SECURE AI Office BASE
顔認証によるクラウド入退室管理システムで、入室時にはマスクを外さなくても顔認証ができます。体温測定や出退勤の打刻も同時に行えるため、感染症対策を行いながら労働時間の管理ができます。
KEYVOX
スマートフォンを利用した無人・非対面の入退室管理に強いシステムです。予約や物件管理、入室履歴管理、本人確認、決済などオフィスだけでなくスペースレンタル事業にも強く、ブロックチェーンを利用しているため安全性が高いです
FreeiD
バラバラだった鍵や決済を一つの顔認証IDでまとめるための「顔認証プラットフォーム」と言えるシステムです。入退室管理はもちろん、チケットシステムと連携したテーマパーク入館など、さまざまな認証サービスが利用できます。
RemoteLOCK
予約・受付などさまざまなシステムと連携することで、スペースレンタル事業に強い入退室管理システムです。利用者ごとに暗証番号やQRコードで遠隔から鍵を発行できるため、鍵の受け渡しの必要なくスペースを活用できます。

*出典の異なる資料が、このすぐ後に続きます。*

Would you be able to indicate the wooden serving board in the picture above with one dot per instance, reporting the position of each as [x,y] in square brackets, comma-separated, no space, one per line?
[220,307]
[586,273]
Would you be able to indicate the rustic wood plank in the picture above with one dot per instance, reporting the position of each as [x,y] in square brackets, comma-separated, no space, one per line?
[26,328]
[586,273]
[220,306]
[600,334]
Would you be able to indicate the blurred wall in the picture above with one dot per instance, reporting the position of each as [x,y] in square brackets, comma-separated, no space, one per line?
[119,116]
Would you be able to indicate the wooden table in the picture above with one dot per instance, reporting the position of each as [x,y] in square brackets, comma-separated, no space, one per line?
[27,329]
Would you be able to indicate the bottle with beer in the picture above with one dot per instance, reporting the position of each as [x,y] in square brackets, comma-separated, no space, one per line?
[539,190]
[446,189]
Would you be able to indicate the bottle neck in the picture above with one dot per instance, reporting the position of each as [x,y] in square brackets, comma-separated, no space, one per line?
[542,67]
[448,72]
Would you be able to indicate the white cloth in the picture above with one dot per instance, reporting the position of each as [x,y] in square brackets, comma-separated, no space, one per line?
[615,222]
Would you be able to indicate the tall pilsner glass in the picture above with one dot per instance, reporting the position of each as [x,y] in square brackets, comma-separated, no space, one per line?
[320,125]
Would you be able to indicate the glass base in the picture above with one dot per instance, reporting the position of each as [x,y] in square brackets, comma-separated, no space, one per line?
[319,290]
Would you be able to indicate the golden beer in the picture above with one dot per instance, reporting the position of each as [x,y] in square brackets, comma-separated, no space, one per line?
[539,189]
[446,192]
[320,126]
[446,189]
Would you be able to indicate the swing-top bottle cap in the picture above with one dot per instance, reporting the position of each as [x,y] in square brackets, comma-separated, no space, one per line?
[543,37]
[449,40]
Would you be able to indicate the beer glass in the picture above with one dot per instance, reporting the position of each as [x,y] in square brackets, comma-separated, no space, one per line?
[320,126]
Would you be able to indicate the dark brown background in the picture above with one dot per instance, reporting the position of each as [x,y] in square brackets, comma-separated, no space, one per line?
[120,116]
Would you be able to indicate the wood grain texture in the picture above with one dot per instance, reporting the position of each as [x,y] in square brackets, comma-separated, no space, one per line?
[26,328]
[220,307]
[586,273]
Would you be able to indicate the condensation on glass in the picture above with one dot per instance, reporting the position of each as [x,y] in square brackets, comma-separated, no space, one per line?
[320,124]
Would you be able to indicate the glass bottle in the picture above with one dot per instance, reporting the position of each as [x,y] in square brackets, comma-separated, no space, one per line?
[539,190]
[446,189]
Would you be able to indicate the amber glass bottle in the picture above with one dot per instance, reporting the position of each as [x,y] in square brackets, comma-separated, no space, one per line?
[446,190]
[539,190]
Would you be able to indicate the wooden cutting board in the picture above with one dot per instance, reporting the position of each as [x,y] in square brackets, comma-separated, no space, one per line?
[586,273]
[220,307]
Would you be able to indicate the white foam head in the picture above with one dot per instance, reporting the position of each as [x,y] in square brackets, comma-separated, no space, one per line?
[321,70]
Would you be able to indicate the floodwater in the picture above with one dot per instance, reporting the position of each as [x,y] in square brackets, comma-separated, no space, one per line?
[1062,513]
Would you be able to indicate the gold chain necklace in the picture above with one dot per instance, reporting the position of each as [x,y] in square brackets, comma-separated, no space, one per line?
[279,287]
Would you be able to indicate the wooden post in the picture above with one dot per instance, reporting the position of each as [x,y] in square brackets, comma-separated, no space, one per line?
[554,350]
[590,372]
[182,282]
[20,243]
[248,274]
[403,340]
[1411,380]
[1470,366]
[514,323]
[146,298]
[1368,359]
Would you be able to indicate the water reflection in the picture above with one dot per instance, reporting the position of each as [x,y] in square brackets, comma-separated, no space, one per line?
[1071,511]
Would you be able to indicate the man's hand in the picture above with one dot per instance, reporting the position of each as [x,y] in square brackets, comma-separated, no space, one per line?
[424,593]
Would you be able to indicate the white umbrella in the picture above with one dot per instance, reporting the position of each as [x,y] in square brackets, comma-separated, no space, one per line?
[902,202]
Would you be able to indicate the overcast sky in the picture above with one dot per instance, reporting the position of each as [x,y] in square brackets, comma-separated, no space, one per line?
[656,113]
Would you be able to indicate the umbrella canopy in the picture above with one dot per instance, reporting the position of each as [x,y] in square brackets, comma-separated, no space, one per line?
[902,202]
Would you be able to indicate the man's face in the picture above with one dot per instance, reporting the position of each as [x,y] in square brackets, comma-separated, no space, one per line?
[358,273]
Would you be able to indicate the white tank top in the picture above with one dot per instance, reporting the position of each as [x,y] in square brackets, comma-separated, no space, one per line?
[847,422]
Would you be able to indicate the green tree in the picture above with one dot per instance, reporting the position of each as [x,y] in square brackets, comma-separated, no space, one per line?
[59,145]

富士通ネットワークソリューションズ 入退室管理システム
手のひらの静脈認証とICカードで入退室管理を行う、非接触型のクラウド入退室管理システムです。静脈認証で強固なセキュリティを実現し、監視カメラとの連携もできます。複数扉の履歴や入退室状況を一括管理できるため、大規模施設でも使いやすいサービスです。
カギカン
専用のアプリをダウンロードすることで、スマートフォンのほかタブレット、パソコンなどさまざまなデバイスから解錠できます。故障時に無償交換ができるほか、スマートロックの電池交換や運用のサポートも無料で受けられます。
クラウド型入退室管理システムALLIGATE
スマートフォンやICカードで開錠できるクラウド入退室管理システムです。電池式から電気錠まで用途に合わせて選べたり、ます。遠隔で入退室権限の付与や無効化をしたり、勤怠管理システムや人事労務システムと連携したりすることがも可能です。
bitlock PRO
サブスクリプション型のクラウド入退室管理システムで、初期費用を抑えて月額利用料のみで利用を始められます。端末をドアに貼り付けるだけの後付けタイプのスマートロックなので工事不要ではじめることができます。入退室記録をCSVダウンロードし、勤怠管理システムと連携も可能です。
入退室管理システムにはビジネスメリットがたくさん!
クラウド入退室管理システムを使えば、オフィス内外の不正防止に役立つほか、勤怠管理を正確に行えて、入退室管理業務の効率化につながります。クラウド入退室管理システムをオフィスで利用する場合、「いつ」「誰が」「どこに」入室、退室したか、を個別に管理できることや、勤怠管理システムとの連携が便利です。Akerun入退室管理システムなら、入退室データの簡単な管理が可能で、勤怠管理システムなどさまざまなサービスと連携して業務効率化につなげられます。オフィスの入退室管理やセキュリティ強化、勤怠管理に悩んでいるなら、クラウド入退室管理システムの導入を検討してみてはいかがでしょうか。